In the 1st reading of this 27th Sunday in Ordinary times, year C, (Habakkuk 1:2, 2:2-3) laments, "O Lord, how long shall I cry for help, and you will not listen? Or cry to you ‘Violence!’ and you will not save?"
There is something deeply human in these words of Habakkuk. He does not dress his prayer with polite phrases or distant reverence. Rather, he cries out from the depths of frustration, confusion, and pain. His voice echoes the questions many of us have whispered when heaven seems silent as we cry out for help, healing, relief, and breakthroughs. The Bible is full of laments. The psalms cry out, “Why, O Lord, do you stand far off?” Even Jesus on the cross cried, “My God, my God, why have you forsaken me?”
My friends, faith is not pretending everything is fine, suppressing our doubts, hiding our pain, or putting on a smile when our hearts are broken. it is bringing our pain into the presence of God, trusting that God is big enough to handle our doubts, our anger, and our tears. So, lament is not weakness; it is worship.
The good news is that silence is not absence and delay is not denial. God is not indifferent. He is not asleep. He is working in ways we cannot yet see, for later in this same book, God tells Habakkuk, “The vision awaits its appointed time… though it lingers, wait for it; it will certainly come and will not delay” (Hab. 2:3). God’s timing may not match ours, but His faithfulness never fails.

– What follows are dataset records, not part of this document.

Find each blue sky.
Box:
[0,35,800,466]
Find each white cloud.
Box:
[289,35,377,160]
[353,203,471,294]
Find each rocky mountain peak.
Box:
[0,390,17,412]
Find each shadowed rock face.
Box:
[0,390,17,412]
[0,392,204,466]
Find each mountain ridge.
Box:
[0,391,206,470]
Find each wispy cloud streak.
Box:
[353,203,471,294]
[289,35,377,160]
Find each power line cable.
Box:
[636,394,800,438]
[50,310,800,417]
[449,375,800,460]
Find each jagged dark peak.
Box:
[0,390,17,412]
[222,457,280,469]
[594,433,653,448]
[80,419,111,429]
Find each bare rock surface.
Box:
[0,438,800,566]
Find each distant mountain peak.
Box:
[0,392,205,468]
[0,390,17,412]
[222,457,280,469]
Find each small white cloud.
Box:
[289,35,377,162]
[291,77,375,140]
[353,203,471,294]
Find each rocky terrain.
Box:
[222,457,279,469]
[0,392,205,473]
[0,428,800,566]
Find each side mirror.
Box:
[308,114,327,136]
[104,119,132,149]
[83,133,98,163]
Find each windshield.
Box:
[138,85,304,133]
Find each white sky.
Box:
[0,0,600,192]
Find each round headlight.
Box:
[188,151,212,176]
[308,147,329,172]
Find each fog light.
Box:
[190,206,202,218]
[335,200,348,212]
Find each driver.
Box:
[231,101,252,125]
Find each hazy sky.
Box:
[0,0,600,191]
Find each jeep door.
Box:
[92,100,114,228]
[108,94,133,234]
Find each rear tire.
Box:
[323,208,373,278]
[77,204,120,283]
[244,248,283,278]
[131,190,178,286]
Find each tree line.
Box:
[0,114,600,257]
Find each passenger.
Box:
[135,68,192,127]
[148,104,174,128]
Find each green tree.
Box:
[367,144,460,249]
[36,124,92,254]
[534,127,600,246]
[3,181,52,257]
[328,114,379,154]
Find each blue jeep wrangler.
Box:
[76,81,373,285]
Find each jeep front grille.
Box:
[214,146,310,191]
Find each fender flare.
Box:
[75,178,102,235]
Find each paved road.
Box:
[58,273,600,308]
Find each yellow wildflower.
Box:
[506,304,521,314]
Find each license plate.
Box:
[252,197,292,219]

What’s remarkable is that Habakkuk’s story does not end in despair. By chapter 3, the prophet declares: “Though the fig tree does not bud and there are no grapes on the vines… yet I will rejoice in the Lord, I will be joyful in God my Savior.” This shift, from protest to praise, didn’t come because his circumstances suddenly improve, but because he discovered that God’s presence is steady even when His timing feels slow; he discovered that God is enough.
What we learn is that faith is not about sanitizing our prayers but being honest with God as we bring to Him our questions, anger, and tears. He welcomes and can handle them. Silence is not absence nor abandonment—God is still at work, weaving a story bigger than what we can see. Let’s choose joy in waiting, not because it is easy, but because God is faithful. He hears, sees, and will act in His time. Our cries are not wasted. They rise to the One who embraces us in our waiting and strengthens us to endure with faith. In all circumstances, hang in there, my friends, help is on the way. Always give tomorrow a chance.